1. Keplerian Telescope An object is placed 120 cm to the left of a converging le

Question

1. Keplerian Telescope

An object is placed 120 cm to the left of a converging lens (f1=40 cm). This lens is 90 cm to the left of another converging lens (f2= 40cm).

a. Calculate the final image distance relative to the last lens.

b. Calculate the magnification. Is the image upright or inverted? Is the image larger or smaller than the original image?
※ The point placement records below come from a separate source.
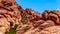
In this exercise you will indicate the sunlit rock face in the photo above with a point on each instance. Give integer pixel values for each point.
(27, 21)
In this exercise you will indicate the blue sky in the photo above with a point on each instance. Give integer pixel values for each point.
(39, 5)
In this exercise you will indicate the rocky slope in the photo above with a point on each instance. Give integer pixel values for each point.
(27, 21)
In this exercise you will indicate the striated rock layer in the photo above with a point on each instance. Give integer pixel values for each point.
(27, 21)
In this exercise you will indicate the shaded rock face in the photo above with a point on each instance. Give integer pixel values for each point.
(27, 21)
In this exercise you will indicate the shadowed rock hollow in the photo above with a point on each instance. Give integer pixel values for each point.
(27, 21)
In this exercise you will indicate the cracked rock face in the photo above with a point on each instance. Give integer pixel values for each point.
(27, 21)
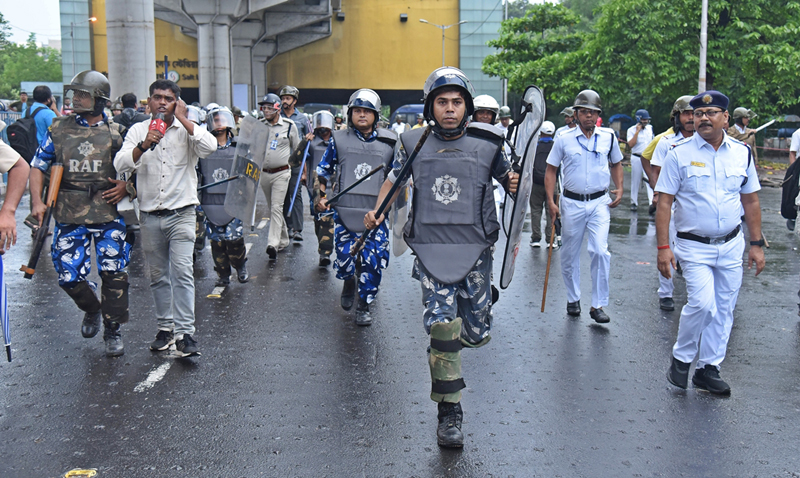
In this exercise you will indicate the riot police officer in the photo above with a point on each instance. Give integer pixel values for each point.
(85, 143)
(223, 230)
(452, 231)
(352, 154)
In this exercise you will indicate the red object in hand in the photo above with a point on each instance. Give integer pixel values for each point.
(157, 124)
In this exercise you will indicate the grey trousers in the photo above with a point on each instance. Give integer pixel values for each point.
(168, 243)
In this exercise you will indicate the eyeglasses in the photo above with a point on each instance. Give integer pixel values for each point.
(710, 113)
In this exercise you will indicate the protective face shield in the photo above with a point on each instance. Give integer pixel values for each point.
(88, 92)
(486, 102)
(220, 119)
(364, 98)
(322, 119)
(195, 114)
(441, 77)
(588, 99)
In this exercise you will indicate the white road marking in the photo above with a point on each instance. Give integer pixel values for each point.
(153, 377)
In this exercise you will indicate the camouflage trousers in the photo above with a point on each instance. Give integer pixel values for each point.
(323, 227)
(374, 257)
(227, 246)
(469, 299)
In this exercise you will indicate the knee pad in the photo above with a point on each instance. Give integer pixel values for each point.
(115, 296)
(83, 295)
(445, 362)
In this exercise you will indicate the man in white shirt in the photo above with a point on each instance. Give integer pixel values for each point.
(639, 136)
(167, 190)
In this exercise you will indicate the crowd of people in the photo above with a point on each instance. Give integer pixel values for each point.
(457, 163)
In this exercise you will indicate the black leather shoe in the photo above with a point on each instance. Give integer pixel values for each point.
(599, 316)
(448, 432)
(91, 324)
(574, 308)
(241, 274)
(363, 316)
(678, 373)
(666, 303)
(349, 293)
(707, 378)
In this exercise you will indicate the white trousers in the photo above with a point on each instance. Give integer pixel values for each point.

c. Carefully draw a scaled ray diagram of the Keplerian telescope. **** Your diagram should agree with your calculations from parts A and B. If it does not, go back and be more careful.

Explanation / Answer

Given,

o1 = 120 cm ; f1 = 40 cm ; D = 90 cm ; f2 = 40 cm

a)We know from lens equation that,

1/f = 1/i + 1/o

i = o x f / (o - f)

i1 = o1 x f1 / (o1 - f1) = 120 x 40 / (120 - 40) = 60 cm

o2 = 90 - 60 = 30 cm

i1 = o2 x f2 / ( o2 - f2) = 30 x 40 / (30 - 40) = -120 cm

Hence, final image is located at i2 = -120 cm

b)we know that magnification is given by: M = -i/o

m1 = -i1/o1 = -60/120 = -0.5

m2 = -i2/o2 = -(-120)/30 = 4

M = m1 x m2 =- 0.5 x 4 = -2

So the image formed is inverted and larger than the object.(by a factor of 2).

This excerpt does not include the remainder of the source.